Ascorbic acid, or vitamin C, serves a variety of functions in humans. It is used in the production of collagen, and it aids in protein metabolism. It is necessary for wound healing, helps strengthen the immune system, and assists in the absorption of iron obtained from plant-based foods. Vitamin C is also considered a natural antioxidant, meaning that it helps protect the body from free radical damage. Lack of ascorbic acid in the diet can cause fatigue, muscle weakness and suppressed immune function. In rare cases, severe deficiency results in scurvy, a disease characterized by extreme fatigue, shortness of breath, joint pain, sunken eyes, swollen gums, vision problems and slow-healing wounds.

 

According to the National Institutes of Health, adults need at least 75 to 90 mg of vitamin C per day. The needs of pregnant and nursing women are slightly higher, at 80 to 120 mg daily. The range for infants and children is 15 mg to 45 mg per day. These are only minimum requirements designed to prevent deficiency. Natural sources of vitamin C include citrus fruits, strawberries, bell peppers, sweet potatoes, tomatoes, broccoli, peas and spinach. However, the foods with the highest concentration of vitamin C are red bell peppers at 95 mg per serving, and orange juice at 93 mg per serving. Grapefruit juice and kiwis are also high in vitamin C.

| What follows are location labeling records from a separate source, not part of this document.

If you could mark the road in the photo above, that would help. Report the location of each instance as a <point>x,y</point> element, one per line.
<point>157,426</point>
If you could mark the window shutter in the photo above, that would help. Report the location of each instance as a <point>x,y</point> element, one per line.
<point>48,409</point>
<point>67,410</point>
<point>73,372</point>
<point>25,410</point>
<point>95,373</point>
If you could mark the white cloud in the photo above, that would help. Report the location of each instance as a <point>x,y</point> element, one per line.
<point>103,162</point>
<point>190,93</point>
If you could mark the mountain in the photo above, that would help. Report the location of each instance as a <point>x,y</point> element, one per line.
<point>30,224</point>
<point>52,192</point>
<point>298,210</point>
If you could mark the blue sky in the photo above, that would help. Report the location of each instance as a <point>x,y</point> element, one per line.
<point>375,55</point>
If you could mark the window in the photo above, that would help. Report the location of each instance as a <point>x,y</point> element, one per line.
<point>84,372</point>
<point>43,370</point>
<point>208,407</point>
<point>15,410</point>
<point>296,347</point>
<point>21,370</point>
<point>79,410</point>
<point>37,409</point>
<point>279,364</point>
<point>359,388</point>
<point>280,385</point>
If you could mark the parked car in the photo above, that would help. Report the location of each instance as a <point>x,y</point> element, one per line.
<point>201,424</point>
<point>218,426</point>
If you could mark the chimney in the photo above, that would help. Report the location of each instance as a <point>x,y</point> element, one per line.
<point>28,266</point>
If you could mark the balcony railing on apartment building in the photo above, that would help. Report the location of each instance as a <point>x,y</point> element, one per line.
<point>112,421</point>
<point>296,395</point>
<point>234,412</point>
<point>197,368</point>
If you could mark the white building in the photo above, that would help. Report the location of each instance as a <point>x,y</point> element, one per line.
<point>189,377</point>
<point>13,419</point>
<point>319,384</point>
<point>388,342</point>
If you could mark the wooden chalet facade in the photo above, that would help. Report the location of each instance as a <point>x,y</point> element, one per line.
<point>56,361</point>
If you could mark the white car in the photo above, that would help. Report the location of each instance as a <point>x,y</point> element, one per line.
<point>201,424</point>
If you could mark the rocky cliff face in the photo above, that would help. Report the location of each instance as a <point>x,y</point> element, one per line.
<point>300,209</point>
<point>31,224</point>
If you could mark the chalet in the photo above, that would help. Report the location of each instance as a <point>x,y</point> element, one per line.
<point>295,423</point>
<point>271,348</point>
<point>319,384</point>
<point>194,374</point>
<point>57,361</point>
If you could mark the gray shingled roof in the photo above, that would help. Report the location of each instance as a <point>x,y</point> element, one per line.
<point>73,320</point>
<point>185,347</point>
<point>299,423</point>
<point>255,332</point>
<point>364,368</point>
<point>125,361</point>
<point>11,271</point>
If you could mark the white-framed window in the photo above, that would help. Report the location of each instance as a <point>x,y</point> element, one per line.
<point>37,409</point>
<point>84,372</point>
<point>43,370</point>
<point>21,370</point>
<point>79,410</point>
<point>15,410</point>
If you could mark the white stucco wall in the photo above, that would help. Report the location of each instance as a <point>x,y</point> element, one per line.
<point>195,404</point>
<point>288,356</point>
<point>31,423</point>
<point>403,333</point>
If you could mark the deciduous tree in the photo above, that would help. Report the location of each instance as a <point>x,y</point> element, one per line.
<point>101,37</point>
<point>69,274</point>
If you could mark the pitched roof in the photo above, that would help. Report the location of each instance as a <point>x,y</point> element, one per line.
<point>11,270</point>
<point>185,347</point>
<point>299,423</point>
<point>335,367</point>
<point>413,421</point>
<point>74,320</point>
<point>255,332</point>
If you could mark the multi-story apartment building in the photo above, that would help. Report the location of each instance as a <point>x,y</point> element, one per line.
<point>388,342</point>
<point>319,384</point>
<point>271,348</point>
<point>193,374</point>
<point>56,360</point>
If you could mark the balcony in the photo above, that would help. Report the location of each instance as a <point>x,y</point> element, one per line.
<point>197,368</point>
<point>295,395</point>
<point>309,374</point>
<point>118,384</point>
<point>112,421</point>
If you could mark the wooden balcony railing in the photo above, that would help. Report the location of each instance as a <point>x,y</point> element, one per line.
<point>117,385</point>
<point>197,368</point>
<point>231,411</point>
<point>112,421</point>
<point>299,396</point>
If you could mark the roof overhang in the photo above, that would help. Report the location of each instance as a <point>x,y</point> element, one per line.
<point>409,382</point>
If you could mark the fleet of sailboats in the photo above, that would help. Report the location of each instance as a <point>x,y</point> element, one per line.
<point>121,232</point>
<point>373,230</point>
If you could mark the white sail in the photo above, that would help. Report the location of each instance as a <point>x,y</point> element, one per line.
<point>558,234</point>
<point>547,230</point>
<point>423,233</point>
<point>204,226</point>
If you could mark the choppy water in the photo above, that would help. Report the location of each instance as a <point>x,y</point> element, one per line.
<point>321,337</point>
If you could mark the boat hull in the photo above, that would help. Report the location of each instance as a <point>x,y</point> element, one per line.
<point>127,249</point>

More is not necessarily better. Large doses of ascorbic acid can cause nausea, gas, bloating and diarrhea. Excessive vitamin C intake also increases urinary excretion, and may lead to kidney or urinary tract disorders. Loss of fluid can also lead to vitamin loss, especially water-soluble vitamins such as the B vitamins. The National Institutes of Health further warns that taking high doses of supplemental vitamin C may cause chromosomal and DNA damage, increasing the risk of developing cancer. Talk to your healthcare provider before trying either ascorbic acid or natural vitamin C supplements, such as ester-C.